Film: Sophie’s Choice

Cast includes: Meryl Streep (Out of Africa), Kevin Kline (The Big Chill), Peter MacNicol (Ally McBeal)
Director: Name (Presumed Innocent)
Genre: Historic-based Drama/Romance/Mystery (1982) Based on a novel by William Styron

In brief: “In 1947, I began my journey…” That’s when Stingo moves from Virginia to New York to unlock his land-locked spirit and write a novel. He finds an apartment on the second floor of Yetta Zimmerman’s pink house in Brooklyn. The first time he meets his third floor neighbors, Sophie and Nathan, is when he hears a bitter argument in the stairwell. “I need you like a case of anthrax,” Nathan shouts at her. His verbal venom is so abusive, it’s shocking. “Go back to Cracow,” he screams. Later a tearful yet stunningly beautiful Sophie tells Stingo, “That’s not the way he really is.” But Stingo can’t believe anyone can be so cruel. As they talk, Stingo catches a glimpse of the number from Auschwitz tattooed on her arm. When Stingo apologizes for the typing noise late at night, Sophie tells him in broken English that it’s comforting… it reminds her of her father who typed many scholarly papers. Her father was “such a good man, striving to save people who were persecuted… a civilized man in an uncivilized time.”

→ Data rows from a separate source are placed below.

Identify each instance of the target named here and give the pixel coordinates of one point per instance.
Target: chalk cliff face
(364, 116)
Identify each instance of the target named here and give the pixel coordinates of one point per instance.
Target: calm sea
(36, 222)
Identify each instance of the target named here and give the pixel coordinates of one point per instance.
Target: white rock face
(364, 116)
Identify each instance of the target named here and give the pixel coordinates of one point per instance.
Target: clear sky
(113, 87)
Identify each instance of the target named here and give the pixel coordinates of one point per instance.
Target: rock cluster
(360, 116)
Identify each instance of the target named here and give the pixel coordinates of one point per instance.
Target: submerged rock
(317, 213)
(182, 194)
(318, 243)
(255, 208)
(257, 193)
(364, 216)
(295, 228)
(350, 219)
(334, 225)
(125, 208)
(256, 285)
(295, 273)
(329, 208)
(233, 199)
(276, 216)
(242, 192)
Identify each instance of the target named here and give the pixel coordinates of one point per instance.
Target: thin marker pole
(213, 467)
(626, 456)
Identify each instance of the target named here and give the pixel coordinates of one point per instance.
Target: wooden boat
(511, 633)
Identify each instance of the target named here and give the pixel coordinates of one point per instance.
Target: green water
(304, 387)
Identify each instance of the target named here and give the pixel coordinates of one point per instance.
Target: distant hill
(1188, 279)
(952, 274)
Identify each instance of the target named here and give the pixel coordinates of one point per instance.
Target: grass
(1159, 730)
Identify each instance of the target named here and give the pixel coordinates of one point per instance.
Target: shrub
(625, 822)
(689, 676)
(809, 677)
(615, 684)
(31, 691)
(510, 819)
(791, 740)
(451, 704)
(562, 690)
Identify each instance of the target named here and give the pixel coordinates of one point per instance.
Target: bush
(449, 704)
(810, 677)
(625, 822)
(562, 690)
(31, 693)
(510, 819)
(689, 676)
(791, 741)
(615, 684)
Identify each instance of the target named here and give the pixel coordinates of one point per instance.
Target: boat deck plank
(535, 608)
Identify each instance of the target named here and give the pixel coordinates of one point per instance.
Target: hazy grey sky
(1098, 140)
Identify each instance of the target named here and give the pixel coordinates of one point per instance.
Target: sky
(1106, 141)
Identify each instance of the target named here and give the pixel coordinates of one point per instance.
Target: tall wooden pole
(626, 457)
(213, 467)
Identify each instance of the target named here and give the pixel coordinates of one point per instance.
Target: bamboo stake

When Nathan returns he’s amazingly exuberant, and his joy is contagious. Sophie tells Stingo that the three of them will become the best of friends, and she’s right. Sophie loves to tell about how Nathan saved her when she fainted in the library. And after nursing her back to health, they discover each other’s love of literature, among other things. Yet, there’s something dark about Nathan. Sophie worries when he’s out late, and confides in Stingo. Nathan is obsessed with the Nazis. “You don’t know what he might do,” she tells Stingo. Later in an angry rage, Nathan screams, “Do you ever wonder why Sophie was one of the people who lived while millions died?” In fact, Stingo has been trying to learn more about Sophie’s past, but Sophie can’t talk it.

By this time, it’s obvious to us... even if Stingo can’t admit it… that Sophie and Nathan have an inexplicable bond. Stingo doesn’t understand it… but he so wants to. He’s driven to learn the truth about Sophie.

In this amazingly beautiful and well-crafted film, we’re taken deeper and deeper into the horrors of the holocaust as well as the personal horrors of one of its survivors. Stingo becomes our eyes and ears, coming from the perspective of a total innocent. Nothing about Sophie… or Nathan, for that matter… is as it appears. And nothing can undo what has happened. Sophie warns Stingo, “Knowing the truth doesn’t make it easier to understand.”

popcorn rating

4 popped kernels

A masterful telling of an important and powerful story.. well worth watching again.